During their first contact, the enemy ambushed them in a cemetery behind the Bazaar with medium machine guns, automatic weapons, RPGs, and indirect fire. The Marines maneuvered as they are wont to do and blocked the enemy’s way out of the fight. The enemy then took up secondary firing positions, the Marines sent out a Quick Reaction Force (QRF) and along with the ANA attacked the enemy’s flank, causing the battle to end.

But the enemy then implemented a “shoot and scoot” tactic. At the beginning, the fighting was largely gunfights, but then the IEDs became the biggest enemy. The Marines believed that the enemy switched to this approach as it realized how fast the Marines would maneuver, and rapid maneuver was vulnerable to IEDs. Their first four casualties were killed on June 14, 2008 when a military vehicle was hit by an IED.

The Marines and ANA were aggressive in patrolling the area, and joined with the British on several operations where together they could do a number on the enemy, mostly through rapid movement and maneuver to contact.

One other interesting observation while they were there. Some Marines commented that the enemy was commuting to work.
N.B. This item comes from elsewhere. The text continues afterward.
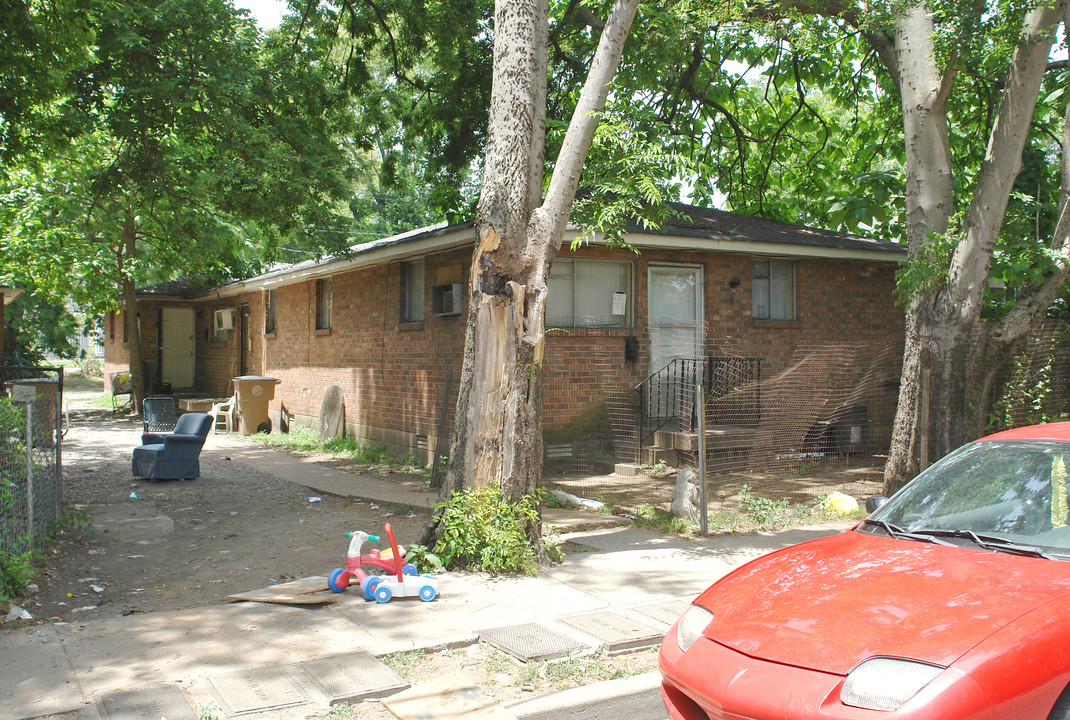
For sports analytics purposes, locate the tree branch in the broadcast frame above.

They would be in a safe haven, then drive in and attack, set off some IEDs, and then go back to their safe haven.

The E/2-7 Marines remained until late November-December 2008. Overall, they had experienced about 3-4 “significant events” each day, with their worst fighting in August as had been expected.

The Marines responded to more than 100 IEDs during their six months in the Sangin area, and made considerable progress learning how to dismantle increasingly complex IEDs that were specifically designed to kill the explosive ordnance disposal (EOD) Marines and soldiers. They left frustrated, turning back their area to the Brits, but with a sense they had made major contributions to the security of the area and in interacting with the citizens.

Dan Lamothe, a staff writer with the
MarineTimes, wrote this on November 5, 2008 about the 2-7 Marines:

“Deployed to Afghanistan since March, the battalion has fought off ambushes in lawless areas of Afghan wilderness, traveled bomb-laden roads and experienced more casualties than any other unit in the Corps this year.”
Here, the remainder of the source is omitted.